Lo que también quedó patente para Foss y sus colegas es que los mecanismos de la gratitud no coinciden con los de la felicidad. Y es normal. La gratitud es distinta de la dicha porque surge a partir de las acciones de otro individuo. Acciones, normalmente, generosas. Agradecer es reconocer lo que otros nos dan. Por lo tanto, mientras podemos experimentar felicidad de manera solitaria, se necesitan al menos dos personas para sentirse agradecido. Es una experiencia intrínsecamente social. Por eso las neuronas que se activan con la gratitud coinciden con las que nos generan placer al socializar. Y están conectadas con otras que regulan la emoción a un nivel básico, incluyendo los niveles de dolor, estrés o el ritmo cardíaco.
MÁS AUTOCONTROL
Para más inri, otra investigación realizada desde las universidades de Harvard, California y Northeastern demostraba que experimentar gratitud reduce la impaciencia y aumenta el autocontrol. Una combinación infalible para conseguir lo que nos proponemos, tomar decisiones adecuadas y serenas, y resistirnos a hábitos dañinos como el tabaco o el consumo de alimentos que causan obesidad.

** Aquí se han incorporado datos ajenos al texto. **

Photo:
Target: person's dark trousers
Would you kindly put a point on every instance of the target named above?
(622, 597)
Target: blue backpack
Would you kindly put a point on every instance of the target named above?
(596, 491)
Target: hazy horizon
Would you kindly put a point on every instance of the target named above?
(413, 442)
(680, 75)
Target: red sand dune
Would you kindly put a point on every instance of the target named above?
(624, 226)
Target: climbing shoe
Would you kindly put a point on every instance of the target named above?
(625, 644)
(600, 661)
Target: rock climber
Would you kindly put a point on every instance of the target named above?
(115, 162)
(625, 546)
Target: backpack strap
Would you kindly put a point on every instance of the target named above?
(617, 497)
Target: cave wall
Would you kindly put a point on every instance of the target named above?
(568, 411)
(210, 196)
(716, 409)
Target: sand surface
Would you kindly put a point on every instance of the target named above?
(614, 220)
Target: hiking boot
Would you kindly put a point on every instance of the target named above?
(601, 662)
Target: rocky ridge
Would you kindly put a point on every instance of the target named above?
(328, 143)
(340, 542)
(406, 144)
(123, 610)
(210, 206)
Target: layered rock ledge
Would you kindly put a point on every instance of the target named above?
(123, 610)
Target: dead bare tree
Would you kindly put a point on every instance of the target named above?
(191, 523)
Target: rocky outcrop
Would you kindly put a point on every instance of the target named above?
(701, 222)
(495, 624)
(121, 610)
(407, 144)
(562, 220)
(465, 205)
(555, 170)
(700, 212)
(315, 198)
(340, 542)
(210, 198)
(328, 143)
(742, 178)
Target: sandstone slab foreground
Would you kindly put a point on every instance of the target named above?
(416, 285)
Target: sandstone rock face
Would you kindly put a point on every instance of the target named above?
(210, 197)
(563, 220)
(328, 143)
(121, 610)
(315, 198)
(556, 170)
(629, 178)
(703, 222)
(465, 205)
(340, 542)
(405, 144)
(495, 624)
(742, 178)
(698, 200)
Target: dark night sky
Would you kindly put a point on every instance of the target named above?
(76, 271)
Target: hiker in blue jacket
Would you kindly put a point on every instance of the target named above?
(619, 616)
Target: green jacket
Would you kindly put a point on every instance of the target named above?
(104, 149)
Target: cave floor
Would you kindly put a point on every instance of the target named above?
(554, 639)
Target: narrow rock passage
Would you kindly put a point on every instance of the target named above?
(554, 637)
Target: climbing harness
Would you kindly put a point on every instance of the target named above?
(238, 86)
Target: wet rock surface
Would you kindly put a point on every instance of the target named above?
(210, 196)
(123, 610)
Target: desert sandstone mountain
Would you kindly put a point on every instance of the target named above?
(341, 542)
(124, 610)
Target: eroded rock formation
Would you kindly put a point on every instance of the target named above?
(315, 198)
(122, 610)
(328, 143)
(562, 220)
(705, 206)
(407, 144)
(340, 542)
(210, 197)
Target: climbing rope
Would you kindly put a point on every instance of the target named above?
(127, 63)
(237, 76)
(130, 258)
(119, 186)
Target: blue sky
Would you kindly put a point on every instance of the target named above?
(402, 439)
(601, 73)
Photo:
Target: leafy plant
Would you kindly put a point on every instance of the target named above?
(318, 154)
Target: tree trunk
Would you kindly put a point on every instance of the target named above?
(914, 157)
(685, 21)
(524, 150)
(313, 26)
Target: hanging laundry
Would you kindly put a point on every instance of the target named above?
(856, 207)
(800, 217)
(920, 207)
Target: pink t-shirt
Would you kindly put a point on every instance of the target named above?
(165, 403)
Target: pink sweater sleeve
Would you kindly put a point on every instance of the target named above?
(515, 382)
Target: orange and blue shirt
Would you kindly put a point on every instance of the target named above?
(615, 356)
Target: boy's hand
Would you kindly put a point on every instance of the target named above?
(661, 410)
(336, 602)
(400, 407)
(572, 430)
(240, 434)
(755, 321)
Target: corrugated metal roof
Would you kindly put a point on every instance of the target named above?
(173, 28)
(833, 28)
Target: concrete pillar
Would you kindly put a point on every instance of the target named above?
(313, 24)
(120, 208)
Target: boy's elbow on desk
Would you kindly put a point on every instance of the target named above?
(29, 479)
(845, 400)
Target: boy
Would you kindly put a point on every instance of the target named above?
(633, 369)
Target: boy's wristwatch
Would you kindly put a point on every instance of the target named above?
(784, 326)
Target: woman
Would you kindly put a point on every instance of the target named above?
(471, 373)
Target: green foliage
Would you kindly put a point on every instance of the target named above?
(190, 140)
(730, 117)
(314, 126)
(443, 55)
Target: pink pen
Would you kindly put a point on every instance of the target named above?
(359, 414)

Si además de sentirnos agradecidos, pronunciamos la palabra «gracias», el impacto es todavía mayor, según sacaba a la luz el año pasado la revista Review of Communication. Especialmente en lo que concierne a las relaciones con los demás. Existen pruebas indiscutibles de que nuestras relaciones personales mejoran de una forma cualitativa cuando no escatimamos a la hora de dar las gracias. «Del mismo modo que periódicamente estimulamos nuestro sistema inmune con ayuda de vacunas», proponen Stephen M. Yoshimura y sus colegas, «deberíamos darle un empujón a nuestras relaciones expresando sistemáticamente gratitud».